Lost Photos logs into your email account (it works with the major email services like Gmail, iCloud, Yahoo, AOL, and others and Space Inch promises your log-in information is not saved anywhere and is transmitted securely) and combs through your emails one by one to pull out pictures. The pictures found are shown in a slider view within Lost Photos and you can choose to post any on Facebook, Twitter, or send them via email. Once the search is complete, which took about 20 minutes for the 3,000+ emails in my iCloud account inbox, you can also elect to import all of the photos into iPhoto. If you’d rather not do that, all of these extracted pictures are placed in a new folder in your Photos folder so you can browse through them in one place at your leisure.
Lost Photos is free to download and will extract the first 100 photos for free. To get unlimited photo extraction functionality, you’ll need to pay $2.99 via in-app purchase.
Looking through the extracted pictures found by Lost Photos was like taking a short trip down memory lane. I found pictures that I’d completely forgotten about from past trips and events that I really should have made an effort to save when I first received them and it was really nice to get them all in one place.

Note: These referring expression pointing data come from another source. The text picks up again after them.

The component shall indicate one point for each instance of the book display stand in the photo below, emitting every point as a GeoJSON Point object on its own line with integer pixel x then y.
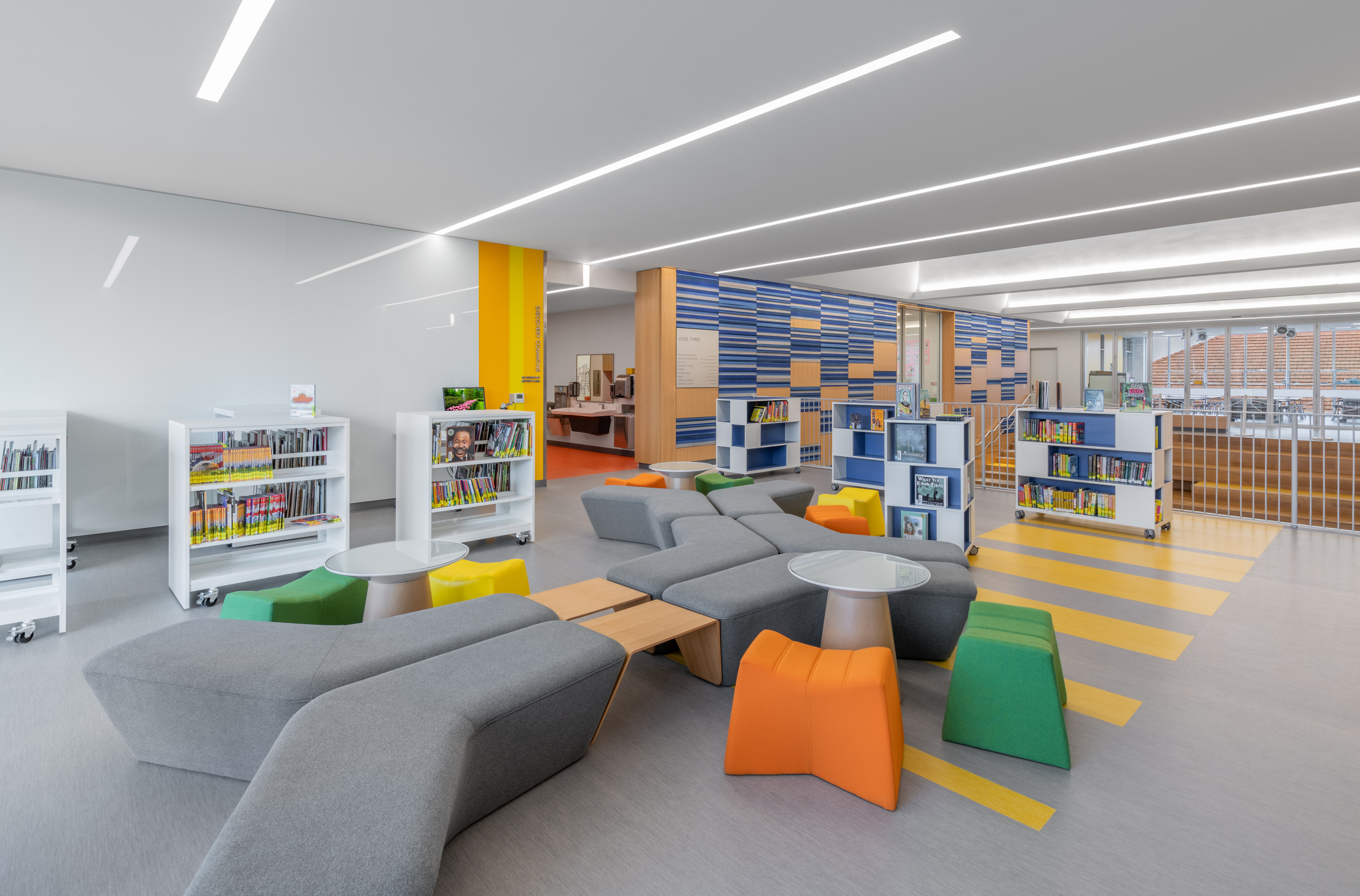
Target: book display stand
{"type": "Point", "coordinates": [761, 446]}
{"type": "Point", "coordinates": [425, 482]}
{"type": "Point", "coordinates": [199, 570]}
{"type": "Point", "coordinates": [1120, 464]}
{"type": "Point", "coordinates": [35, 553]}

Lost Photos was a bit too thorough in at least one respect, though. It pulls every single image from your emails, including those in email signatures. These email signature images, which are usually company logos, are pretty much useless to me and I wish there was a setting to ignore them (there is a setting to skip pictures smaller than 8 KB but some still sneak through). At any rate, if you can deal with the chaff that comes with the wheat, it’s still worth getting all of those long lost pictures that have accumulated in your inbox in one place.